Autor: Benjamin Alire Sáenz
Tradutor: Clemente Pereira
Editora: Seguinte
Ano de publicação: 2012
Ano desta edição: 2014
392 páginas
“Aristóteles e Dante descobrem os segredos do universo”, livro de Benjamin Alire, professor e escritor, foi publicado em 2012. Sempre chamou a minha atenção nas prateleiras infanto-juvenil, imaginando que seria um livro sobre ficção cientifica ou fantasia. Resolvi ler em 2020, ao vê-lo em uma lista de livros LGBT e ao descobrir que o escritor terminou a continuação ainda esse ano, com o projeto confirmado para adaptação cinematográfica. Quando comecei, não consegui parar de ler. Não era nada fantasioso, e sim, a simples história de dois meninos aos 15 anos, em 1987. A narração simples, sútil e no ponto de vista de Ari me prendeu completamente com personagens tão reais que pareciam palpáveis, e uma sensibilidade cuidadosa, como se o Autor realmente amasse os personagens que criou. É impossível não se apaixonar por Dante Quintana aos olhos de Ari, que o descreve como um intelectual, bem humorado e um rapaz extremamente carinhoso. É bonito e doloroso entender Aristóteles, que passa pela adolescência de forma melancólica e confusa, nos questionando os segredos do universo. A ligação dos dois é explicada de forma tão delicada e sútil, que em certa parte do livro eu me perguntei se realmente era um romance… e era. Me arrisco a dizer que o ponto mais bonito desse livro não era sobre o amor dos pais de cada um, a construção de cada personagem, a cultura ou as recomendações de livros de Dante. O ponto mais bonito desse livro é ver Aristóteles se apaixonando por Dante, seu melhor amigo, de forma tão singela que nem ele mesmo percebe.

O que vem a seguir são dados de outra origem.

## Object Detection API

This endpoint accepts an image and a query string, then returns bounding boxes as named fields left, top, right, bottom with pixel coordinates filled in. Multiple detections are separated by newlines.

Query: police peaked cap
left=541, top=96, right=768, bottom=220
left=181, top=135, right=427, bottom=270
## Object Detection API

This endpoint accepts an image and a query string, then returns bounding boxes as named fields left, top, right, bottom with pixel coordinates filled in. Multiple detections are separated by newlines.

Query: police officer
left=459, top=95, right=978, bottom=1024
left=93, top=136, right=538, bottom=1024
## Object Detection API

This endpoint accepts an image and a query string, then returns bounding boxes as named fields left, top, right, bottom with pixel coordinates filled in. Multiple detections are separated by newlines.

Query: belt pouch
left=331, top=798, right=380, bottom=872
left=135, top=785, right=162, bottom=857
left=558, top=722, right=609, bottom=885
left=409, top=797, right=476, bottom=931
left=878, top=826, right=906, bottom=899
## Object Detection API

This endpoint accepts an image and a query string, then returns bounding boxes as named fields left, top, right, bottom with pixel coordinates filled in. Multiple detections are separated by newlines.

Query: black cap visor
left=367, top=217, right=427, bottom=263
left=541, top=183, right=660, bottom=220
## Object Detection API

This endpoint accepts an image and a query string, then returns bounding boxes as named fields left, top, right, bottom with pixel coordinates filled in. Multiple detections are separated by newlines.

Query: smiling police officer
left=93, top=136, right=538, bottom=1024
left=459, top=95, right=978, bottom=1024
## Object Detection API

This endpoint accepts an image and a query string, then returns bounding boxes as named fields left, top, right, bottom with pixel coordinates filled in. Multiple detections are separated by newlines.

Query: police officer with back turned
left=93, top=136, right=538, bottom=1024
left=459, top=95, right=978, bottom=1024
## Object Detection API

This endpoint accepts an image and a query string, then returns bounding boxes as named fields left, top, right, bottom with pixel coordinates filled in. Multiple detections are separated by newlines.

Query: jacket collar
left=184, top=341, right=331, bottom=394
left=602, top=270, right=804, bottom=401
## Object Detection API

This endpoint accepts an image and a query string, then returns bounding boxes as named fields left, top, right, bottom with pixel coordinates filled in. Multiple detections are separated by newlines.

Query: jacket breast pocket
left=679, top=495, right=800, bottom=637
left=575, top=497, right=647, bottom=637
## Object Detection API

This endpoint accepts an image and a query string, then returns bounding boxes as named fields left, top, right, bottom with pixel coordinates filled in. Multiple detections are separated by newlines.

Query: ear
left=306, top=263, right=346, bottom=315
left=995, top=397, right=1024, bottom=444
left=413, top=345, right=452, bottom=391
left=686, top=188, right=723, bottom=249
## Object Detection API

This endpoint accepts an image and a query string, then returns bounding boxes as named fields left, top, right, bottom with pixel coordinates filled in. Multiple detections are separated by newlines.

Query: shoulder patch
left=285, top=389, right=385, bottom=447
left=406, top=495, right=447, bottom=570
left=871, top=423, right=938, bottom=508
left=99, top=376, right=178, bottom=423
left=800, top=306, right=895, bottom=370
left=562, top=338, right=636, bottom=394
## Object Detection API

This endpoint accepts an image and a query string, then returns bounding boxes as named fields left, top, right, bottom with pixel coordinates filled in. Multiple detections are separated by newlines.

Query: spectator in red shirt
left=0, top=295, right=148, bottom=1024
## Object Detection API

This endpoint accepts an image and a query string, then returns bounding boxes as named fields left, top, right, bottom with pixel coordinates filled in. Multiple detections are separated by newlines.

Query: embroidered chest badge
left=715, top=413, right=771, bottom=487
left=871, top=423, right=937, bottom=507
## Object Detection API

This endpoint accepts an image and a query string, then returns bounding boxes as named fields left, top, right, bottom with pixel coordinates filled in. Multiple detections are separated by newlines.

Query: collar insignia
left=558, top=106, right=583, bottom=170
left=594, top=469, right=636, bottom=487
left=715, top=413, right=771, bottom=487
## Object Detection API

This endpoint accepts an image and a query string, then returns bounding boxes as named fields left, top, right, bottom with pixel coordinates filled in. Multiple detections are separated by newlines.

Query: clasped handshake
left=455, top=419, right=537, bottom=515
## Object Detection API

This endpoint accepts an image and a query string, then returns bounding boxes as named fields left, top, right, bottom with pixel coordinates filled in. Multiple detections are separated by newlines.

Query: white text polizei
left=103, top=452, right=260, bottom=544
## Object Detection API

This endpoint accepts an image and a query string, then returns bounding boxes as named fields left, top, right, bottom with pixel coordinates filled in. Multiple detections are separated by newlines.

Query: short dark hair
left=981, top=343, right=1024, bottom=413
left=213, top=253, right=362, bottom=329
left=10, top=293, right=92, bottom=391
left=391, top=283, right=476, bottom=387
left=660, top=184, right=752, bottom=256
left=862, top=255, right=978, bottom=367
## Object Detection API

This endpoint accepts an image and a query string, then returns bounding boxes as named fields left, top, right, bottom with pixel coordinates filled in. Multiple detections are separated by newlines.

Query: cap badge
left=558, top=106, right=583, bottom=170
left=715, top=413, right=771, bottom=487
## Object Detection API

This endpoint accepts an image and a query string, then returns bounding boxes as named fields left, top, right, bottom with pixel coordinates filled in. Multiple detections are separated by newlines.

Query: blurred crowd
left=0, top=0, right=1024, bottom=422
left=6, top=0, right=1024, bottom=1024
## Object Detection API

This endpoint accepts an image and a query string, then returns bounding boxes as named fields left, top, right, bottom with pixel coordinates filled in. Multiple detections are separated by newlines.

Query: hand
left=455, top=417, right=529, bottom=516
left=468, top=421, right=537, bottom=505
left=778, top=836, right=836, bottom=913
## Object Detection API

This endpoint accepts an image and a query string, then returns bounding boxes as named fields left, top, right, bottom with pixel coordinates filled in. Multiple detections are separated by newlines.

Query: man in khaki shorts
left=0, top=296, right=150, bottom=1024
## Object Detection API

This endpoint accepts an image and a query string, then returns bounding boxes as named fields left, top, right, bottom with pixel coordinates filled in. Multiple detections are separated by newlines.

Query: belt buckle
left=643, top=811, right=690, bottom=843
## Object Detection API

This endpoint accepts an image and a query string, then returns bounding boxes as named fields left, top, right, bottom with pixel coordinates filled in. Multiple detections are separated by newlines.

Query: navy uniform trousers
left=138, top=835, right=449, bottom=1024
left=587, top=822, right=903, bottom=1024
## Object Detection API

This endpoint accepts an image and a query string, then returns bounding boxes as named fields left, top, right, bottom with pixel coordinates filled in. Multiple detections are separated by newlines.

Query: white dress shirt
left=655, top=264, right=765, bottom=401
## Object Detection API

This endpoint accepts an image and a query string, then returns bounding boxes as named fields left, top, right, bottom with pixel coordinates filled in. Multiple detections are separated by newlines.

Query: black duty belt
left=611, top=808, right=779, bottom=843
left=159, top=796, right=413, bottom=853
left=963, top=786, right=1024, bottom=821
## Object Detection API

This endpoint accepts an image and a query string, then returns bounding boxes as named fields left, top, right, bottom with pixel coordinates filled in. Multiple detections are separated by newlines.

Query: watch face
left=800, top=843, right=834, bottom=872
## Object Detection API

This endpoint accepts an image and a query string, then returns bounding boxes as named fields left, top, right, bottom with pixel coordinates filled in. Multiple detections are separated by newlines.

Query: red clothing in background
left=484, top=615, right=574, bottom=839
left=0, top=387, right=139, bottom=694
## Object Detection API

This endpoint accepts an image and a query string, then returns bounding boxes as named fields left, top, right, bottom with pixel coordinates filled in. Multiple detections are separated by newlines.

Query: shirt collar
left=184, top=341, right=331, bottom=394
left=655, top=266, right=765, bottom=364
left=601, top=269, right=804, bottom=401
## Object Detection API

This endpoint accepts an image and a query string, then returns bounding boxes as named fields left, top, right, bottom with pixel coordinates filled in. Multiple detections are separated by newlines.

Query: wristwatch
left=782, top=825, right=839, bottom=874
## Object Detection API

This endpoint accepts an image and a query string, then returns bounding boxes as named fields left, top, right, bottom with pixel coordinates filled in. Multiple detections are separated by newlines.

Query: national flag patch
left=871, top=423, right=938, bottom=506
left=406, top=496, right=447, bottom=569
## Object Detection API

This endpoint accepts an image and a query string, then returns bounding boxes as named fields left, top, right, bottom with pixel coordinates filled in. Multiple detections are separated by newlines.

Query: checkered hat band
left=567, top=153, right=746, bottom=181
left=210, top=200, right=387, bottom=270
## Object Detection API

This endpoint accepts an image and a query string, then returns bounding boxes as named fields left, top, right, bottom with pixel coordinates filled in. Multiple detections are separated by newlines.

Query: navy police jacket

A representatividade Latina de Aristóteles e Dante
O cenário do livro se passa em El passo, uma cidade localizada no estado norte-americano do Texas, no Condado de El Paso. Em suas primeiras páginas, narradas por Aristóteles, somos introduzidos ao fato de que o personagem é bastante agregado a cultura latina. Ele descreve o início do verão de 1987, ouvindo na rádio a famosa música “La bamba” interpretada por Richie Valens, americano descendente mexicano, que morreu precocemente em um acidente de avião. Ainda no primeiro capítulo, fica claro as referências culturais mexicanas, como Ari fazendo piadas com sua mãe e usando a camisa de Carlos Santana, músico mexicano que segundo ele, “meu pai me deu de aniversário”. Nota-se que, o mundo de Aristóteles Mendonza é nitidamente introduzido na cultura mexicana. Ao longo do livro, citam-se comidas, gírias mexicanas, seu conhecimento da língua espanhola. Diferentemente de Dante, que descobrimos de forma sútil, ao longo do livro, que ele também tem descendência mexicana, quando Ari é apresentado ao pai de Dante.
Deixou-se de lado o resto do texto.